I don’t know about you, but there was a time when, if asked, I would have said that I’d rather work on a project at a time, thank you very much.
And it would have been true, I think: start something, work on it, bring the first draft to completion, then revise as much as it takes – and only when that is done, start on something else. Or, if not quite done, at least set aside for the foreseeable future… because, well, through the years I’ve grown a good deal better at finishing what I start – but I won’t pretend my hard-disk isn’t littered with provisional drafts, half-shaped attempts, and unfinished things in general. Isn’t yours?
Still, that was once. Now… now things have changed a good deal. Projects have acquired a way of coming fast, and not even on each other’s tail – no: they come in twos, threes, and any combination one can imagine. The first draft of something and the revision of something else; a Nth draft together with a challenge like Story-a-Day, two first drafts together, yet another reworking of an old play with a short story, some copy, and something new entirely – just for the fun of it…
Sometimes it just happens like that, sometimes you just can’t say “no”, sometimes you go looking for it.
I’ve spent the whole of August working on The Sound of Wings, my new one-act play, in the mornings, and on Road to Murder in the afternoons and evenings, with a few small things thrown in now and then, and a certain amount of minor research on the go… Now the play has been accepted, and we’ll start rehearsals on Friday – so add that to the mix, together with the school starting again, with its classes, meetings and whatnot, and someone else’s book launch, and a stint as a tour guide in a local country house… And I know, it may not look like a break-neck rhythm exactly – but it is something that, only a few years ago, I wouldn’t have thought I could do.

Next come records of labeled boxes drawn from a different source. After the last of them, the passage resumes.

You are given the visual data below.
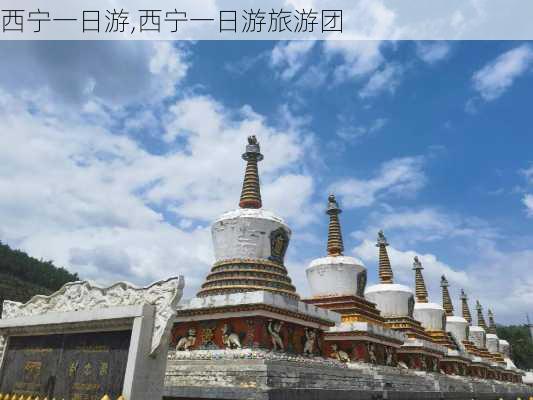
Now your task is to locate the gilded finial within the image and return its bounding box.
[461,289,472,325]
[376,231,393,283]
[476,300,487,330]
[326,194,344,256]
[413,256,428,303]
[239,135,263,208]
[440,275,453,317]
[487,309,497,335]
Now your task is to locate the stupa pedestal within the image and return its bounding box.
[303,195,406,366]
[365,231,447,372]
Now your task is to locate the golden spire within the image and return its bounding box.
[376,231,393,283]
[487,310,497,335]
[326,194,344,256]
[413,256,428,303]
[476,300,487,330]
[461,289,472,325]
[440,275,453,317]
[239,136,263,208]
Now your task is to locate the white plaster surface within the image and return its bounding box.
[180,290,341,323]
[0,277,184,400]
[305,256,366,297]
[522,371,533,386]
[2,276,185,352]
[211,208,291,261]
[468,325,486,348]
[365,283,413,317]
[446,315,468,343]
[499,339,511,357]
[485,333,500,353]
[402,338,448,355]
[413,303,444,331]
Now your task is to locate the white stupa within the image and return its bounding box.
[365,231,415,318]
[306,195,366,298]
[413,257,444,331]
[198,136,298,299]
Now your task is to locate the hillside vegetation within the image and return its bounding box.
[0,242,79,310]
[497,325,533,370]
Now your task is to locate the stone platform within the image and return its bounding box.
[164,349,533,400]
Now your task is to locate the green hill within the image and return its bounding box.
[497,325,533,370]
[0,242,79,311]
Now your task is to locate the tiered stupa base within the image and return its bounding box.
[171,291,340,356]
[385,317,447,372]
[427,330,470,376]
[303,296,406,366]
[303,296,385,326]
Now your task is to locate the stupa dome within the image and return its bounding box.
[365,283,414,317]
[198,136,298,298]
[446,315,468,343]
[306,195,366,297]
[413,257,444,331]
[413,303,444,331]
[365,231,415,317]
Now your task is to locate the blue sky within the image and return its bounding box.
[0,41,533,323]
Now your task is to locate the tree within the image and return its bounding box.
[497,325,533,370]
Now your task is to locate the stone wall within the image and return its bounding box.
[164,359,533,400]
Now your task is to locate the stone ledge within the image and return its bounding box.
[178,290,341,325]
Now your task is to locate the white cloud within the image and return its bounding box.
[336,114,388,141]
[352,212,533,323]
[0,92,314,294]
[352,208,499,246]
[522,165,533,184]
[330,157,426,208]
[472,44,533,101]
[359,64,403,99]
[522,194,533,217]
[416,41,450,64]
[0,41,189,111]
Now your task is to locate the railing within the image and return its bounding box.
[0,393,126,400]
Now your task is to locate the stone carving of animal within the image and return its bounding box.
[176,328,196,351]
[222,324,242,349]
[267,320,285,351]
[304,328,316,356]
[330,343,351,362]
[385,347,394,365]
[368,343,378,364]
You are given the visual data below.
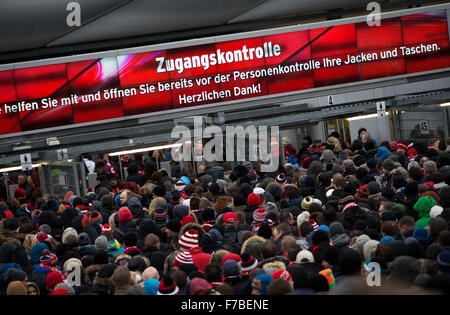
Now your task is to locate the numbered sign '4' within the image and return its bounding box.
[377,101,386,117]
[20,153,33,171]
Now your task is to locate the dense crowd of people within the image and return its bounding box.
[0,128,450,295]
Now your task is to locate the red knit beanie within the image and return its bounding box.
[45,271,63,292]
[247,193,261,206]
[119,207,133,223]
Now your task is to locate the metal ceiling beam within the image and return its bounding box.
[0,0,446,64]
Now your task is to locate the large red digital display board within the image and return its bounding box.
[0,10,450,135]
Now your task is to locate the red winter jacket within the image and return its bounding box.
[189,246,211,273]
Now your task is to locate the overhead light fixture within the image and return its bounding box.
[0,164,41,173]
[109,143,183,156]
[346,112,389,121]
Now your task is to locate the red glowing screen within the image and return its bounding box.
[0,10,450,135]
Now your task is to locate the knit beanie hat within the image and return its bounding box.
[266,201,280,215]
[253,187,265,195]
[95,235,108,251]
[247,193,261,206]
[49,288,69,295]
[252,274,272,295]
[275,173,287,185]
[295,249,314,264]
[118,207,133,223]
[430,206,444,219]
[157,276,180,295]
[297,211,310,227]
[223,212,239,225]
[40,249,58,266]
[302,196,314,211]
[238,253,258,275]
[253,208,267,223]
[180,215,195,226]
[173,251,194,268]
[178,229,198,249]
[142,266,159,281]
[309,219,319,232]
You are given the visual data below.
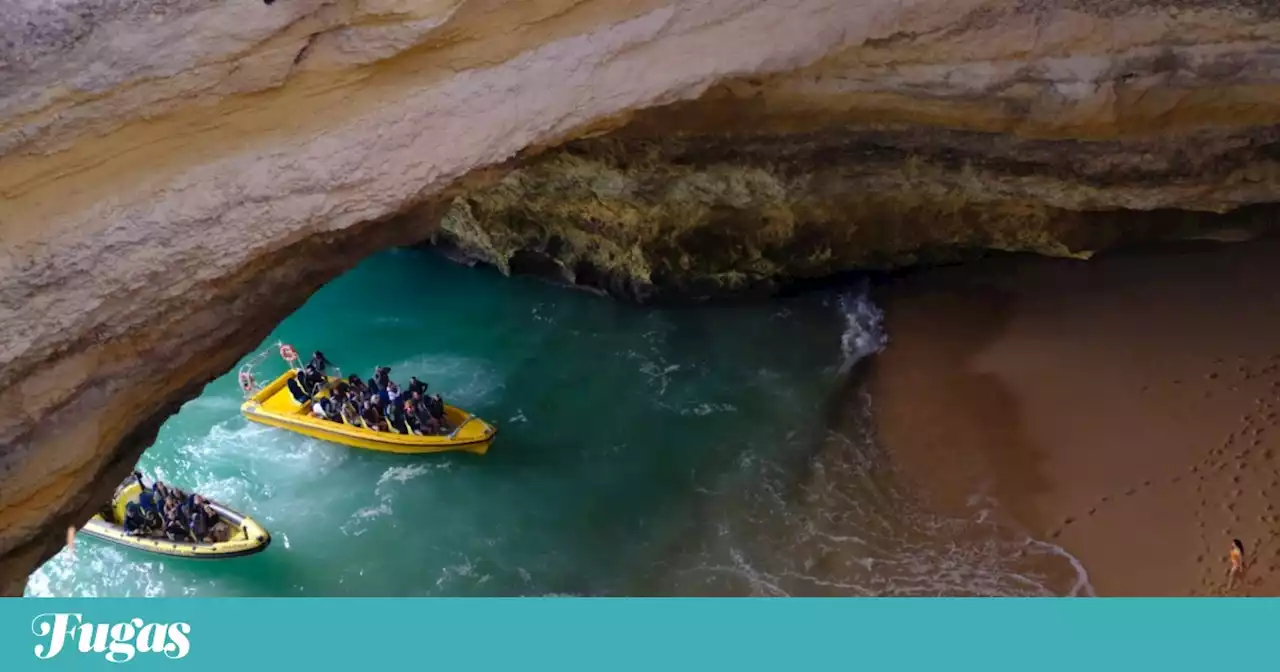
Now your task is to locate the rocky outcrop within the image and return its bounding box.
[0,0,1280,591]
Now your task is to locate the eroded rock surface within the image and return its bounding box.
[0,0,1280,593]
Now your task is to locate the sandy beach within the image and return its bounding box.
[870,241,1280,596]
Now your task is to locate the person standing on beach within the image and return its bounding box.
[1226,539,1244,593]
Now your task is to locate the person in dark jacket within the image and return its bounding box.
[406,376,426,397]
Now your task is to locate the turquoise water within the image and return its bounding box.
[27,250,1078,596]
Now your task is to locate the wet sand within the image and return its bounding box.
[870,241,1280,596]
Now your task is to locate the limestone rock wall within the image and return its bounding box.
[0,0,1280,593]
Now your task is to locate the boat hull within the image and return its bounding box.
[241,371,498,454]
[81,484,271,559]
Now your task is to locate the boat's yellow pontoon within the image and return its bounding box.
[241,344,498,454]
[81,481,271,559]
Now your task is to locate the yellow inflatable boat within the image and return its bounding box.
[241,344,498,454]
[81,481,271,559]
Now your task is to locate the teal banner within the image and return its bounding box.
[0,598,1259,672]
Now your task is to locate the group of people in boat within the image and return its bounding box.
[109,471,230,544]
[289,351,448,435]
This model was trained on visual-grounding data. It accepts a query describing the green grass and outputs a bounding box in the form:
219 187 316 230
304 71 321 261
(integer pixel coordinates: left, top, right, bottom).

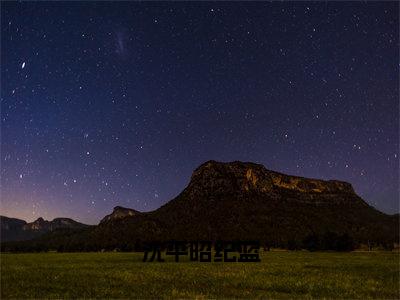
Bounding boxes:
0 252 400 299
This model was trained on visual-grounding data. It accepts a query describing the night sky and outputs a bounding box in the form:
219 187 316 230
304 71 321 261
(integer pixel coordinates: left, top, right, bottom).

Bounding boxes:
0 2 399 224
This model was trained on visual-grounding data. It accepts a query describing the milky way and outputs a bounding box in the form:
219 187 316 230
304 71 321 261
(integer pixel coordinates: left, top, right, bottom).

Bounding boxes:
1 2 399 223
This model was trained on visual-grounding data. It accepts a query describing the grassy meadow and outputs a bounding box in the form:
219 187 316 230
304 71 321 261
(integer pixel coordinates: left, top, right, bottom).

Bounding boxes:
0 251 400 299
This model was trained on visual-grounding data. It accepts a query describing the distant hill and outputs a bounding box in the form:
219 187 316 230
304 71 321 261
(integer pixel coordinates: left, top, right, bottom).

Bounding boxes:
0 216 89 242
3 161 399 251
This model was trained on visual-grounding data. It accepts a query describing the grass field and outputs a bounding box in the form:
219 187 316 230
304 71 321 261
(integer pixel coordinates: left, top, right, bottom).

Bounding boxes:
1 252 400 299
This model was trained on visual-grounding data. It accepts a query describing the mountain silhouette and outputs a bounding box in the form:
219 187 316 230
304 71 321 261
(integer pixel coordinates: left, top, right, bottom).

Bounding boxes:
1 161 399 251
0 216 89 242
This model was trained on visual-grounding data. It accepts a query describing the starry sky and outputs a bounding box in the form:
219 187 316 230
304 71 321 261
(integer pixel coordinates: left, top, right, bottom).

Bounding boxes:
0 2 399 224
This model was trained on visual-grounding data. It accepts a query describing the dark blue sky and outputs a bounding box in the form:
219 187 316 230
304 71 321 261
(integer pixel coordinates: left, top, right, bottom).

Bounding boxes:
1 2 399 223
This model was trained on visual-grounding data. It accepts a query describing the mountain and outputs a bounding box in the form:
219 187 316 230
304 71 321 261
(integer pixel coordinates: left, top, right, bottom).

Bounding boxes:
1 161 399 251
0 216 89 242
100 206 141 223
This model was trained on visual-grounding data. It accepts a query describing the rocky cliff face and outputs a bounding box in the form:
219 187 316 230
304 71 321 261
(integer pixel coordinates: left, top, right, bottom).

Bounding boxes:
2 161 399 250
188 161 354 194
100 206 141 223
0 216 88 241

And the best part is, I not only can, but this way, but I love it, and I get a good deal more done and finished. So it would seem that this many-faced apparent chaos suits me quite well: productive, highly satisfying, and a bane to my old friend, procrastination. You could say that I deal better with a flock of geese rather than a single bird.
I suppose that, just as the saying goes for tastes, there is no accounting for where one finds efficiency…
But what about you, o Readers? How do you like your geese? Do you like to focus on one project at a time? If so, are you able to do so? Or do you prefer to work on several projects at once? If so, how did you found out?